La grandezza e il tipo dei ricoveri dei suini variano in rapporto al sistema dell’allevamento, alla razza, al tipo di suino da produrre, all’indirizzo economico dell’allevamento stesso.
Vengono distinte le porcilaie da riproduzione e le porcilaie da ingrasso. Gli allevamenti sono a ciclo aperto quando i suinetti vengono venduti dopo lo svezzamento, oppure a ciclo chiuso quando il ciclo produttivo prevede anche l’ingrasso.
La razionalità della costruzione delle porcilaie è l’elemento condizionante dell’aspetto igienico ed economico dell’allevamento in quanto le malattie, soprattutto quelle infettive, possono provocare perdite ingenti.
L'ubicazione la distanza delle grandi vie di comunicazione, un problema particolare di questo allevamento è quello degli odori che lo rendono poco accetto in prossimità dei centri abitati.
Materiale da costruzione: Per la costruzione dei muri sono adatti i mattoni pieni o forati, i blocchi di calcestruzzo, ecc. per il pavimento il materiale migliore per la zona di alimentazione e stabulazione è il laterizio su cassetto di calcestruzzo, mentre la zona di defecazione e la corsi possono anche essere di cemento. i materiali utilizzati devono garantire isolamento termico e non devono provocare lesioni agli arti.

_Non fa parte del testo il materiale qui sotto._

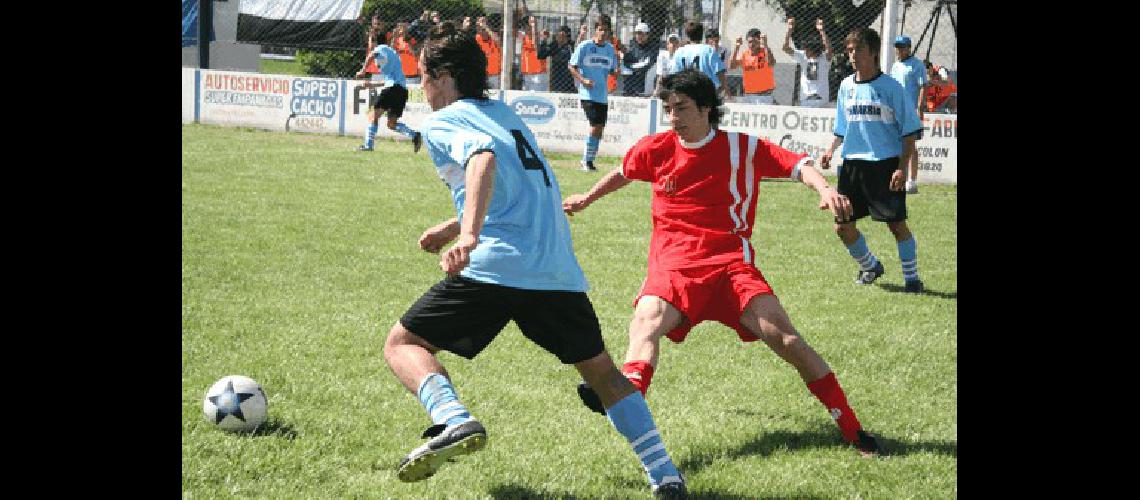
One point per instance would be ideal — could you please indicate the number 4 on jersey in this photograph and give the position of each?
(528, 156)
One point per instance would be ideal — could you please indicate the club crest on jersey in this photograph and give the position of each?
(669, 185)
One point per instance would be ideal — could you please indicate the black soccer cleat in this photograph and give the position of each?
(445, 444)
(869, 277)
(866, 444)
(589, 398)
(672, 490)
(913, 287)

Per il soffitto sono validi i materiali che offrono capacità di coibentazione (per esempio lana di vetro e di roccia).
Aerazione: l’allevamento suino è caratterizzato da elevata densità di animali, sono importanti il grado di isolamento termico, la qualità dell’aria, il grado di umidità relativa e il grado di temperatura, tutti fattori che sono collegati con la ventilazione, naturale e/o artificiale, che deve permettere di raggiungere i valori ottimali.

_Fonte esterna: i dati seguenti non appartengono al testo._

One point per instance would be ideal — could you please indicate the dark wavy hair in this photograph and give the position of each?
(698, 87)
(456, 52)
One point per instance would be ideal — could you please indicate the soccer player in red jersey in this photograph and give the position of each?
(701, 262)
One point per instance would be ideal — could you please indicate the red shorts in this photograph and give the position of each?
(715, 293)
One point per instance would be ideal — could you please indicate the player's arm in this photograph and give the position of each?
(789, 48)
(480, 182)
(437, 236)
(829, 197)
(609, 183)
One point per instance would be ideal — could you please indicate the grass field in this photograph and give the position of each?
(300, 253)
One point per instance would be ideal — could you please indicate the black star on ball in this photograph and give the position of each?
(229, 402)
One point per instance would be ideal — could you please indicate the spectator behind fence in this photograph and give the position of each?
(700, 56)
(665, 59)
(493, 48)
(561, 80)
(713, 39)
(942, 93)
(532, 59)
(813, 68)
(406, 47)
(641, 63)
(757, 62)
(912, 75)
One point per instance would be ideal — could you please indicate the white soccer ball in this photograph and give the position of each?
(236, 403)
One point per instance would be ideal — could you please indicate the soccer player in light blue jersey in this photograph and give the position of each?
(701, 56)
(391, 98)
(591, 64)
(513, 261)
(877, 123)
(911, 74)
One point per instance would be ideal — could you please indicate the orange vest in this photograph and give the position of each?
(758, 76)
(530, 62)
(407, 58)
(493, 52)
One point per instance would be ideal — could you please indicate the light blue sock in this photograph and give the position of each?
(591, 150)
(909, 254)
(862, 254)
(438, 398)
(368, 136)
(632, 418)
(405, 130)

Temperatura: per soddisfare le esigenze dei suinetti e delle scrofe, il ricovero deve assicurare l’optimum di temperatura per la scrofa, provvedendo, nello stesso tempo, alla realizzazione di quella necessaria ai piccoli mediante sorgenti calorifiche (lampade a raggi infrarossi, termosifoni, ecc) sistemate nella zona di riposo a essi destinata.
grado di umidità: nelle porcilaie per scrofe gestanti e nelle sale parto, ma anche nei locali da allevamento e ingrasso, il grado di umidità relativa dovrebbe essere al massimo del 70-75%.

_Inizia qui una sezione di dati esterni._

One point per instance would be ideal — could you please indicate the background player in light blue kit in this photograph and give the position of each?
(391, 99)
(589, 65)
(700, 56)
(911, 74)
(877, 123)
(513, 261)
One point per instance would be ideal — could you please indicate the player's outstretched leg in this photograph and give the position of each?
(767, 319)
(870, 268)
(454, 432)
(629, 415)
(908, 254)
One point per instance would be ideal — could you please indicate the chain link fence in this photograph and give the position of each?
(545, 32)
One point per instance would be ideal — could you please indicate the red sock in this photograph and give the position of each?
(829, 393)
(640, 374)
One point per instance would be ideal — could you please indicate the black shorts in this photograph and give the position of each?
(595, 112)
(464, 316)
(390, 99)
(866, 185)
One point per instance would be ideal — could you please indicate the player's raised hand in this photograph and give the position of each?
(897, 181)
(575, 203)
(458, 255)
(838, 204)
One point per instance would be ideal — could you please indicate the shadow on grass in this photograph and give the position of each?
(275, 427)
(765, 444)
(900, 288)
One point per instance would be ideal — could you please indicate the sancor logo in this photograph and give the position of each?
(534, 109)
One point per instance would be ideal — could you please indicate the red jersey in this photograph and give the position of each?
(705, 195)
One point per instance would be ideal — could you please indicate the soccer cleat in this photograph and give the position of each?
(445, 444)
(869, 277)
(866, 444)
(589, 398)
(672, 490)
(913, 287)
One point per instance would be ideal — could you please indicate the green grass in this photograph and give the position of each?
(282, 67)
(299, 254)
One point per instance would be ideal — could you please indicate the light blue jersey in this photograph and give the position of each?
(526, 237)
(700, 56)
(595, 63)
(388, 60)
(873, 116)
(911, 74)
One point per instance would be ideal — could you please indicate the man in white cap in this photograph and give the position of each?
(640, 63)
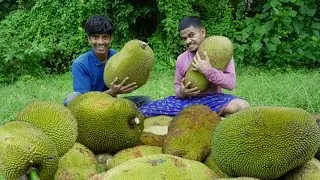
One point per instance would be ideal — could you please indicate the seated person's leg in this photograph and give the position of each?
(70, 97)
(234, 106)
(139, 100)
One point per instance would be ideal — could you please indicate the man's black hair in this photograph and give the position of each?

Capacità: varia in rapporto alla consistenza dell’allevamento, alla razza, al tipo di animale che si alleva, all’età, al tipo di ricovero.
Porte: nelle grandi porcilaie si hanno due tipi di porte una larga e alta per il passaggio del personale e dei carri di servizio e altre di dimensioni più ridotte, utilizzate per mettere in comunicazione ciascun box con corridoi e corate di defecazione e movimentazione.